In CSV a line break inside a field is easy to process for
a parser, because (per https://tools.ietf.org/html/rfc4180):

  "Fields containing line breaks (CRLF), double quotes, and commas
    should be enclosed in double-quotes"

So there is no look ahead to do. In a character-by-character loop,
when encountering a line break, either the current field did not
start with a double quote and the line break is part of the content, or it
did
start with a double quote and the line break ends the current record.

What doesn't quite work is to parse CSV with a regex, it's
discussed in some detail here for instance:
https://softwareengineering.stackexchange.com/questions/166454/can-the-csv-format-be-defined-by-a-regex


Best regards,
--
Daniel Vérité
PostgreSQL-powered mailer: http://www.manitou-mail.org
Twitter: @DanielVerite

Re: Proposal: Adding json logging

От
Peter Eisentraut
Дата:
On 4/13/18 20:00, David Arnold wrote:
> I have reviewed some log samples and all DO contain some kind of multi
> line logs which are very uncomfortable to parse reliably in a log streamer.
> 
> I asked Michael Paquier about his
> solution: https://github.com/michaelpq/pg_plugins/tree/master/jsonlog
> He was suggestion to take action and propose this extension again to be
> included in contrib:
> https://github.com/michaelpq/pg_plugins/issues/24 

I have used https://github.com/mpihlak/pg_logforward in the past, which
seems to be about the same thing.

I have also had good success using syslog.  While syslog is not very
structured, the setting syslog_split_messages allows sending log entries
that include newlines in one piece, which works well if you have some
kind of full-text search engine at the receiving end.

-- 
Peter Eisentraut              http://www.2ndQuadrant.com/
PostgreSQL Development, 24x7 Support, Remote DBA, Training & Services


Re: Proposal: Adding json logging

От
Michael Paquier
Дата:
On Mon, Apr 16, 2018 at 07:52:58PM -0400, Peter Eisentraut wrote:
> I have used https://github.com/mpihlak/pg_logforward in the past, which
> seems to be about the same thing.

Didn't know this one.  Thanks.

> I have also had good success using syslog.  While syslog is not very
> structured, the setting syslog_split_messages allows sending log entries
> that include newlines in one piece, which works well if you have some
> kind of full-text search engine at the receiving end.
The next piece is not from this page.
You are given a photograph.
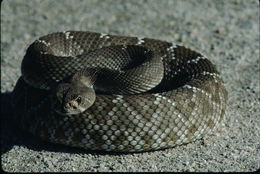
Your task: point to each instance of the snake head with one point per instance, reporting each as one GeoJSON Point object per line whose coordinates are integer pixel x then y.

syslog suffers from the possibility to lose messages if I recall
correctly, right?  This may matter for some critical environments.

Upstream code has escape_json() directly included, which is able to do
the job and makes sure that a single JSON entry is not broken into
multiple lines.  That's what my jsonlog uses to format the strings used,
and what I can see pg_logforward does as well witha custom copy.

As a whole model, producing one JSON object per line and per log-entry
is the most natural format in my opinion.

One thing which is perhaps sensitive for JSON is the timestamp format.
The JSON specification does not decide what should be the format of
timestamps, still parser facilities are somewhat all pointing into using
ISO 8601 with stuff like Javascript Date's toJSON method.  There are
some side issues with the use of UTC..  So the thing is sorta of messy.

However, as JSON entries are usually larger than normal log entries,
getting log entries broken into multiple lines is easier if not using
logging_collector.  People normally don't do that, but I received
complains on the matter as well when using Postgres in Docker container
for example.  So documenting that logging_collector needs to be enabled
is important if this log format shows up in Postgres.
--
Michael

Вложения

Re: Proposal: Adding json logging

От
Peter Eisentraut
Дата:
On 4/16/18 23:12, Michael Paquier wrote:
>> I have also had good success using syslog.  While syslog is not very
>> structured, the setting syslog_split_messages allows sending log entries
>> that include newlines in one piece, which works well if you have some
>> kind of full-text search engine at the receiving end.
> syslog suffers from the possibility to lose messages if I recall
> correctly, right?  This may matter for some critical environments.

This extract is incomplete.